- Celestia has raised $55 million to put toward its modular blockchain network development
- Investors include Bain Capital Crypto, FTX Ventures and Jump Crypto
Blockchain scaling startup Celestia has raised $55 million in a push to bolster its Web3 development aims.
The round is earmarked for creating a modular blockchain network, Celestia said Wednesday. The round was led by Bain Capital Crypto and Polychain Capital, and participants include Spartan Group, FTX Ventures and Jump Crypto.
Modular blockchains — opposed to monolithic blockchains — are, in theory, highly scalable and segmented. They are made up of specialized chains, which “are less constrained and break the rigidity of monolithic chains into flexible components, promising greater scale, security, and decentralization,” Celestia wrote in a blog.
“Modular blockchains will define the next decade of Web3 innovation,” Mustafa Al-Bassam, a Celestia co-founder, said.
For the past decade, crypto has been dominated by relatively monolithic layer-1 smart contract platforms, which have sacrificed decentralization and security to make room for cheaper transactions, according to Al-Bassam.
“Unlike what is seen in sharding, with Celestia, non-consensus nodes will still enhance throughput and security,” Blockworks research wrote in a report. “The network prioritizes scaling block verification instead of block production.”

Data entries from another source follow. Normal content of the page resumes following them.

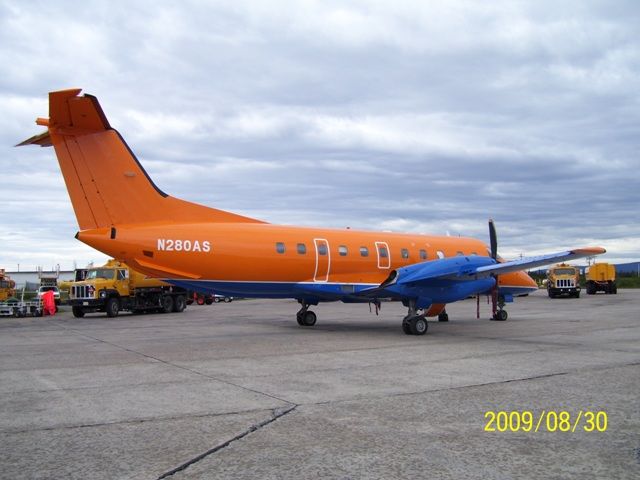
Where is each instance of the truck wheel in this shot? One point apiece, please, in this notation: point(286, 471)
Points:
point(112, 307)
point(179, 303)
point(167, 304)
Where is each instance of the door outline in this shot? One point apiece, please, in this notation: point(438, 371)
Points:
point(381, 260)
point(321, 273)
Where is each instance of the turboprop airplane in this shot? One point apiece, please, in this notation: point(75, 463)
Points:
point(122, 213)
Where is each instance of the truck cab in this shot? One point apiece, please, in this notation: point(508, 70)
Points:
point(563, 279)
point(114, 287)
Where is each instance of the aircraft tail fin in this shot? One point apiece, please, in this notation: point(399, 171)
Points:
point(105, 181)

Modular blockchain projects Eclipse, Constellation and dYmension already use Celestia for their data availability layer, the company said, one illustration of demand.
“Modular designs are unlocking rapid experimentation across the decentralized application stack,” Alex Evans, a partner at Bain Capital Crypto, said. “By minimizing base-layer complexity, Celestia offers cleaner abstractions for developers and greater sovereignty for communities of users.”
The capital raise comes as venture dollars continue to hold strong — even amid turbulent market conditions. Last month, Sardine, a blockchain transaction security company, finalized a $51.5 million venture raise for product development. Also in September, North Island Ventures closed a $125 million fund to back promising crypto and Web3 projects.
Venture funding is likely only just starting to pick up again after the market downturn though, Cathie Wood, CEO of Ark Invest, said during a recent panel discussion in New York.
“I think venture has been taking cues from public markets lately,” Wood said. “I think when the public market starts turning around, venture funding will turn around furiously. The private markets are pricing innovation more correctly than the public markets are right now.”